Black is just one of more than 20% of Mississippians who use SNAP, also known as food stamps, as a resource to buy groceries. She's a retired teacher living on a fixed budget...for her, the $200 she gets from the program each month is invaluable.
"I know that's coming every month. If I don't get nothing...I know that's coming every month. I'm retired, waiting on disability. I'm not so well, but I know each month on the 5th, I'll get that. It's a blessing just to know that it's there."
Across the nation, distributions from the federal Supplemental Nutrition Assistance Program, or SNAP, rose 11% last year. The most recent figures from the state Department of Human Services, which administers SNAP, show usage has been on the rise in Mississippi. John Davis is the Director of the program in the state.
"Historically we've seen individuals in Mississippi who are receiving benefits, but because of the economy and the downturn we've had even more and non-traditional folks. When I say non-traditional I'm talking about individuals who maybe in the past have never thought about applying for the benefits.", says Davis.
Davis says the oil spill in the Gulf of Mexico is partly to blame for the increase in usage of food stamps when the disaster put hundreds of fisherman out of work. But it's Humphreys county, more than 200 miles from the coast, with the highest rates. A report from the Department of Human Services says more than 47% of residents in the Delta county are on SNAP. Wardell Walton is the Mayor of Belzoni. The city is the Humphreys County seat and is also known as the catfish capital of the world.

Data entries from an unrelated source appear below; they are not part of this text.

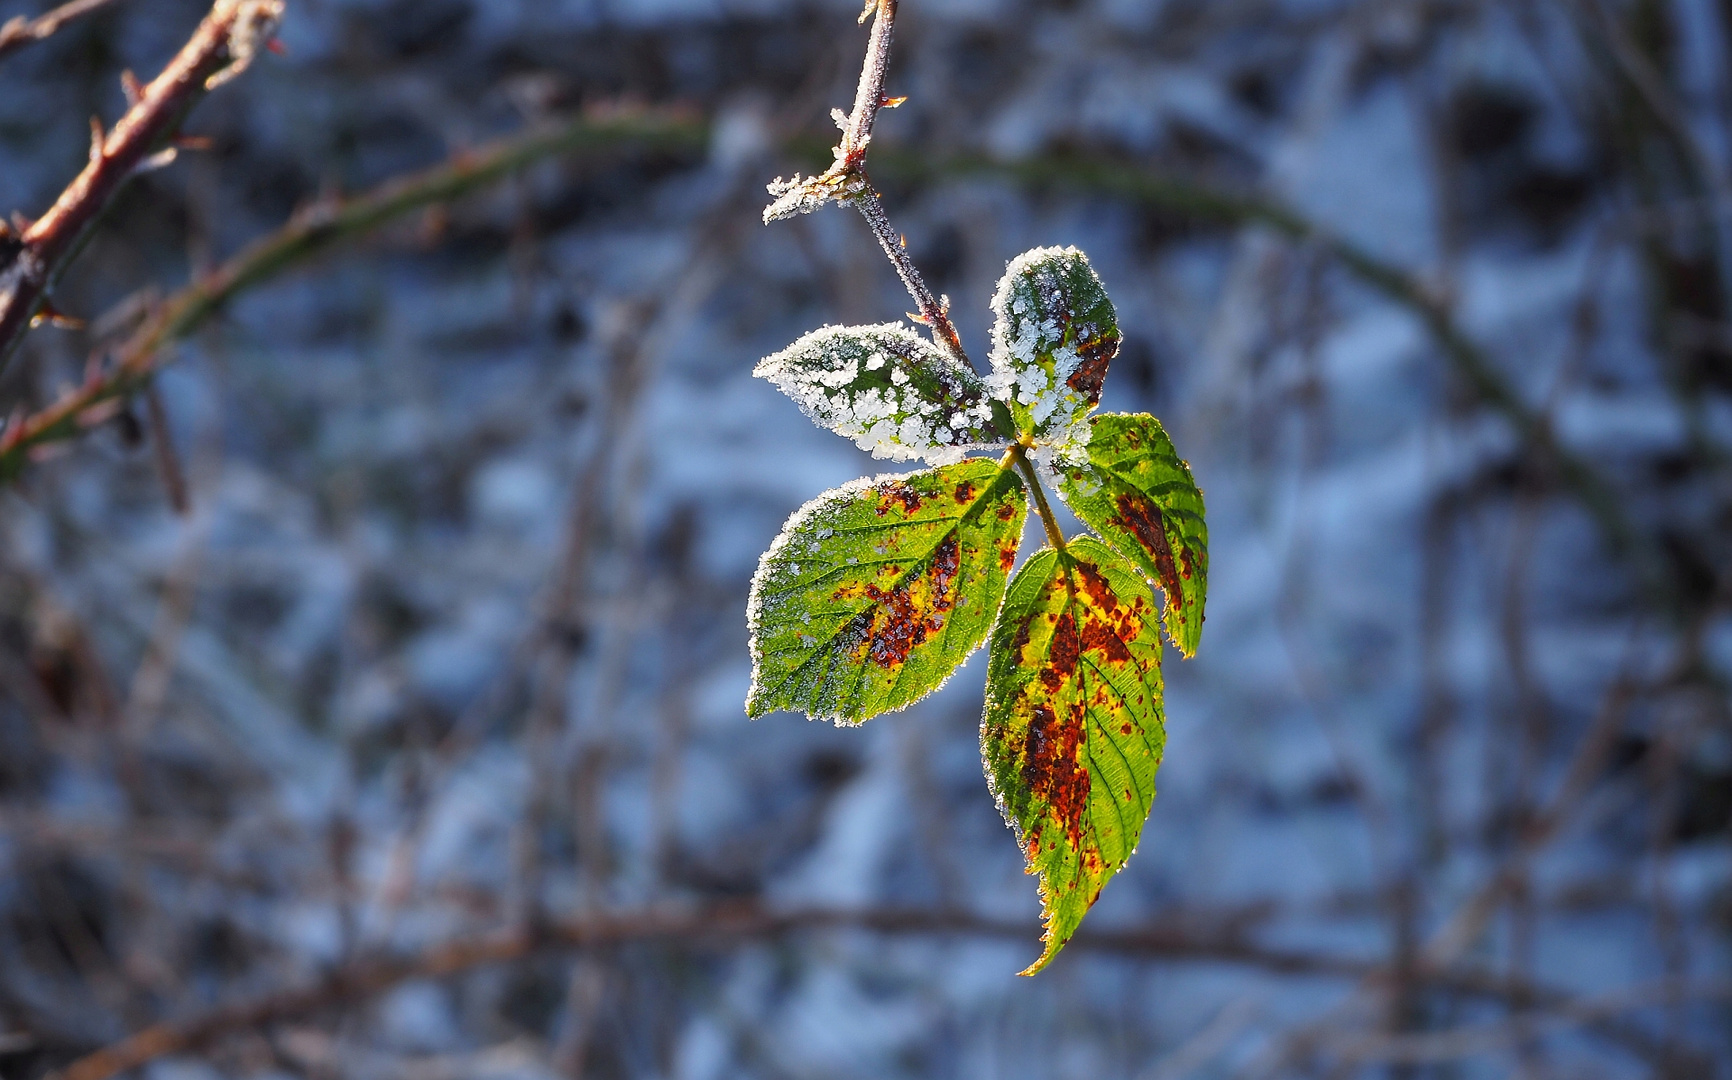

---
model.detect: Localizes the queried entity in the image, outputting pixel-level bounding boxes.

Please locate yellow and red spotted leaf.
[1055,413,1208,656]
[981,537,1165,974]
[747,458,1027,724]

"Over the last few years the catfish industry has been slowly declining, and there's been tremendous amounts of layoffs. Those that were not laid off were subject to reduced hours of work, and so naturally, that caused and precipitated them to have to receive some type of assistance."

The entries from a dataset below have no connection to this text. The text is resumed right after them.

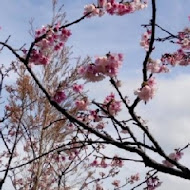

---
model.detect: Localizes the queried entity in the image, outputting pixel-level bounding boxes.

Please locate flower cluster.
[24,24,71,66]
[72,83,84,93]
[146,175,162,190]
[84,0,148,17]
[75,97,89,110]
[129,173,140,184]
[90,110,102,122]
[111,155,123,167]
[147,58,169,73]
[91,158,108,168]
[134,77,156,102]
[103,93,122,115]
[53,83,84,104]
[140,30,151,51]
[78,53,123,82]
[91,156,123,168]
[53,91,66,103]
[112,180,120,187]
[161,49,190,66]
[162,149,184,168]
[178,27,190,50]
[161,27,190,66]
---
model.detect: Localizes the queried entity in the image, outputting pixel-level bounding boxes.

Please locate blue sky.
[0,0,190,189]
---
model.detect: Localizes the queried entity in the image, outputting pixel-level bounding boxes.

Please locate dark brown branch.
[0,42,24,63]
[95,154,143,163]
[155,24,179,39]
[142,0,156,82]
[61,13,91,29]
[93,101,141,149]
[0,131,11,154]
[43,118,67,130]
[0,35,11,51]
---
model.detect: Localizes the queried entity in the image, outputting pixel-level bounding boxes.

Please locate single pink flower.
[100,158,108,168]
[135,78,156,102]
[129,173,140,184]
[103,93,121,115]
[91,159,99,167]
[75,98,89,110]
[73,84,83,93]
[135,85,154,102]
[53,91,66,103]
[112,180,120,187]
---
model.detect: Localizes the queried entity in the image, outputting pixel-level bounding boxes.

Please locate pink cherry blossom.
[75,98,89,110]
[129,173,140,184]
[146,176,162,190]
[91,159,99,167]
[135,85,154,102]
[90,110,102,122]
[161,50,190,66]
[162,149,184,168]
[112,180,120,187]
[140,30,151,51]
[84,4,96,13]
[96,184,104,190]
[84,4,101,17]
[111,156,123,167]
[98,0,107,8]
[84,0,148,17]
[100,158,108,168]
[96,122,105,129]
[53,91,66,103]
[78,64,105,82]
[72,84,84,93]
[177,27,190,50]
[79,53,123,82]
[147,77,156,87]
[103,92,121,115]
[147,59,169,73]
[26,25,71,66]
[134,77,156,102]
[161,27,190,67]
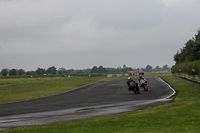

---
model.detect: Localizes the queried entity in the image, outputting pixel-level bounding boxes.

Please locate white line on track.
[157,76,176,99]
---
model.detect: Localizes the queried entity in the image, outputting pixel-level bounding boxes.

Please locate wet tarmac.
[0,76,175,130]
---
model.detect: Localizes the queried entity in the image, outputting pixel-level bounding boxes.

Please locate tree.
[36,68,46,75]
[193,30,200,60]
[163,64,169,71]
[9,69,17,75]
[46,66,57,74]
[155,66,161,71]
[174,50,181,64]
[84,68,92,73]
[98,66,106,73]
[1,68,8,76]
[18,69,25,75]
[121,64,133,73]
[123,64,127,69]
[68,69,75,74]
[57,67,68,74]
[173,29,200,64]
[145,65,152,72]
[105,67,115,74]
[90,66,98,73]
[183,40,195,62]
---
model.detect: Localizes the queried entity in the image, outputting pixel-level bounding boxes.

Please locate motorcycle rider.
[127,77,134,86]
[127,77,140,93]
[138,76,147,86]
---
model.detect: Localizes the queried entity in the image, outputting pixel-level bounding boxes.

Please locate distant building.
[127,70,146,75]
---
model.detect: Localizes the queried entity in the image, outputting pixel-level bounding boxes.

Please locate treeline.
[172,28,200,75]
[174,29,200,63]
[0,64,170,77]
[144,64,170,72]
[0,65,133,76]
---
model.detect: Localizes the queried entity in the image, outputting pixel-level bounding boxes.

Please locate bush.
[172,60,200,75]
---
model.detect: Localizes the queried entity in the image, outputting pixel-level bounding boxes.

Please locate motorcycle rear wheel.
[144,86,148,91]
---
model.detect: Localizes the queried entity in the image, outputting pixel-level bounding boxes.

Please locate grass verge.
[1,75,200,133]
[0,77,106,104]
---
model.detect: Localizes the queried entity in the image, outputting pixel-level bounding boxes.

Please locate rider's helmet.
[139,76,142,79]
[128,77,131,80]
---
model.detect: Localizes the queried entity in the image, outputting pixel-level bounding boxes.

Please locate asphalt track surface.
[0,76,175,130]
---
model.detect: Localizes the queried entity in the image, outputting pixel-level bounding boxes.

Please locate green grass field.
[1,75,200,133]
[0,77,106,103]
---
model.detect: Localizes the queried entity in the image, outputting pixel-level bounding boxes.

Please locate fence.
[107,73,141,78]
[173,73,200,83]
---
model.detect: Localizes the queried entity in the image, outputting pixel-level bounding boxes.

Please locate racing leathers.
[127,78,140,92]
[138,77,147,87]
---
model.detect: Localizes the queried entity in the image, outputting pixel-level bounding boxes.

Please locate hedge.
[171,60,200,76]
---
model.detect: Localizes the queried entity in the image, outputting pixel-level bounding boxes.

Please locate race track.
[0,76,175,129]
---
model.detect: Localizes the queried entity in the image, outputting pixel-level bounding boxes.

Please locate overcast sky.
[0,0,200,71]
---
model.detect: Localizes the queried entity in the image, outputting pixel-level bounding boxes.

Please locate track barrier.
[173,73,200,83]
[107,73,140,78]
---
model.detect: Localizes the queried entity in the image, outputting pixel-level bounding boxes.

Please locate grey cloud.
[1,0,200,70]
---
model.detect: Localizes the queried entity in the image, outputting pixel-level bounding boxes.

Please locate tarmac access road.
[0,75,175,130]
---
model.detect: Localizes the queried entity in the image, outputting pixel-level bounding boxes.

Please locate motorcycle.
[139,79,148,91]
[129,81,140,94]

Since 2009 there has been a nearly five percent increase in SNAP usage in Humphreys County. At least some of the blame goes to record high grain prices and competition from imported Asian catfish which have put a dent in what Mississippi catfish farmers can afford to produce. John Davis, the Mississippi SNAP director, says for many, the program is a lifeline.
"With underemployment we find now that in today's economy and today's world we live, we see individuals who are using the program as it's intended. To transition from one employment opportunity to another."

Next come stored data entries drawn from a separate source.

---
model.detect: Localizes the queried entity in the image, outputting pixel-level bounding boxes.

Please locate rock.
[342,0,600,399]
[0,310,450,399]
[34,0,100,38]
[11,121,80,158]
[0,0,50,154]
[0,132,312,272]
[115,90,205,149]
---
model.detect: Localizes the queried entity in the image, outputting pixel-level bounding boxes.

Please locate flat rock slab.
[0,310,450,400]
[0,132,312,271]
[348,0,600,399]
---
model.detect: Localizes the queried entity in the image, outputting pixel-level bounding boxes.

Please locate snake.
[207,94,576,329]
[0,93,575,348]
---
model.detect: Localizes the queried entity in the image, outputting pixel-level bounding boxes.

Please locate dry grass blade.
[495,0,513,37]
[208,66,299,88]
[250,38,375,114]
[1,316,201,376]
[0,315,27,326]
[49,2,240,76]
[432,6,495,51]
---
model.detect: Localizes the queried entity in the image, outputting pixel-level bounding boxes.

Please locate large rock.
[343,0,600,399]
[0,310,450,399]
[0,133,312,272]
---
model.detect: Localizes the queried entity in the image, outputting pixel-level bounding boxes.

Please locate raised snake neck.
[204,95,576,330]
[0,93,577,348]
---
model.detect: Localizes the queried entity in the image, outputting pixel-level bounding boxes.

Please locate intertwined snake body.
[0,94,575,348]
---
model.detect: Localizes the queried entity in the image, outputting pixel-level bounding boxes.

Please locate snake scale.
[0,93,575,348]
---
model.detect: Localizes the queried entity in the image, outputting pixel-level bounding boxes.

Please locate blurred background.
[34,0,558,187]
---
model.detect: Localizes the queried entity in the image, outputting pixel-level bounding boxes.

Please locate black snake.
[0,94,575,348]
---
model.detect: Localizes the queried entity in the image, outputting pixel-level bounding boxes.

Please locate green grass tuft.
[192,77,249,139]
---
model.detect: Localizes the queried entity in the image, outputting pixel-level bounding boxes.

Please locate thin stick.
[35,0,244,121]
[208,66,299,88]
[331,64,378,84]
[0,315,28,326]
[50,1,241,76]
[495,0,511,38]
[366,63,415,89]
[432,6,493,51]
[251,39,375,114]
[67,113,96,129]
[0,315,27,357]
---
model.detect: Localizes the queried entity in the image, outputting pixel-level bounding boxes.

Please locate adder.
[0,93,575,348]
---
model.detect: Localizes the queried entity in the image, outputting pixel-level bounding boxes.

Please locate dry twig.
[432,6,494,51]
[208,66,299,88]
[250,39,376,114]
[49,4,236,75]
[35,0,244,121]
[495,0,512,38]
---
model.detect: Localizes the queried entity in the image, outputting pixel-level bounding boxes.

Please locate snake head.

Mississippi's unemployment rate remains around ten percent, but in some delta counties those numbers jump to 12%, 14%, or even 16%. The area is lacking industry and employment opportunity, something economic development officials say they hope to fix. Helen Sims is an evangelist and entrepreneur who lives and works in Belzoni.
Sims says, "Where is the opportunity? We could say these people are lazy. We could say they don't want to work, but then if the jobs were available, then we would have something to measure that idea."
Policy experts say SNAP, or food stamps, is one of the best ways to stimulate the economy. The U.S. Department of Agriculture says every dollar spent on the program generates one dollar and eighty four cents in return. At the Piggly Wiggly in Jackson, manager Anderson Haynes says about 30% of his store's revenue comes from SNAP.
"I know more than anything, it brings in major money for us. We can keep the employees where everyone can keep a job where it won't affect them and their families. Because this day and age it's hard to find jobs", says Haynes.
While the numbers indicate high food stamp usage in Mississippi, officials say many eligible residents aren't utilizing the program. In fact, state officials say only about 68% of those who are potentially eligible actually get the benefits. Which could be an indication that Mississippi's poverty problem is worse than many think.